Two logistics software providers catering to global forwarders said Tuesday they will jointly offer quoting and tracking solutions to members of the Shanghai-based forwarding network Ai Logistics Alliance (AiLa).
The solutions, from Boston-based SimpliShip and Rotterdam-headquartered Qwyk, will provide AiLa members with ocean schedules, rate management, branded customer portals, spot quoting, and booking capabilities. AiLa’s approximately 1,000 members are predominantly Asia-based forwarders that have typically lacked access to digital tools, the software providers said in a statement.
SimpliShip CEO Cory Margand told JOC.com that combining access to his company’s marketplace rates with Qwyk’s forwarder portal solves a core problem that small forwarders face.
“Their issue, from a technology perspective, is the same as a [beneficial cargo owner],” Margand said. “They need a rate.”
The difference is that rather than agreeing on a rate, as a shipper would, the forwarder also needs to pass that rate to its customer through a digital mechanism.

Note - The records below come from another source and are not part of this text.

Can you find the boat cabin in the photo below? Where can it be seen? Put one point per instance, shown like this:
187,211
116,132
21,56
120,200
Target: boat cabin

Forwarders generally use agency arrangements to get access to rates via the network, but the conveyance of those rates is done via email, phone, and fax.
“It’s process speed, not only forwarder to shipper, but forwarder to forwarder,” Harm Wessels, chief commercial officer at Qwyk, told JOC.com.
The rollout of the solution to the AiLa network leverages a previously established partnership between SimpliShip and Qwyk, and is an example of how forwarding software alliances are increasing as niche providers find ways to build solutions that are more than the sum of their parts.
Technology an incentive
Some forwarder networks have, in recent years, offered access to software through membership. That technology is either developed specifically for the forwarder network, or is off-the-shelf software offered as a benefit of membership.
Rate management technology coupled with the provision of a digital portal is also intended to allow forwarders to reduce their cost of sales, both to existing customers and by being able to reach customers normally out of their reach through an online sales channel.
For SimpliShip and Qwyk, working directly with an alliance “instantly gets us global coverage” through access to forwarders in Asia, Margand said, where neither company has developed as extensive a customer base as in Europe and North America.
“AiLa offered a structured approach,” Wessels said. “They helped us make our solutions digestible for the forwarders in China. They made their members aware just how easy things can be in using technology.”
AiLa has ambitions to grow its network of forwarders to more than 2,500 by 2021. Its Singapore-based CEO, Melvin Law, is a technology investor, and he set out to build a network that empowered members through technology.
“AiLa was founded on the premises that technology would change forwarder networks forever,” Lu said in the statement. “We believe that the Qwyk/SimpliShip portal will create leverage in the marketplace for our forwarders and AiLa as a whole. It will allow us to grow commercially by scaling globally, decrease our bottom-line costs, and give our customers what they want — a truly end to end digital experience.”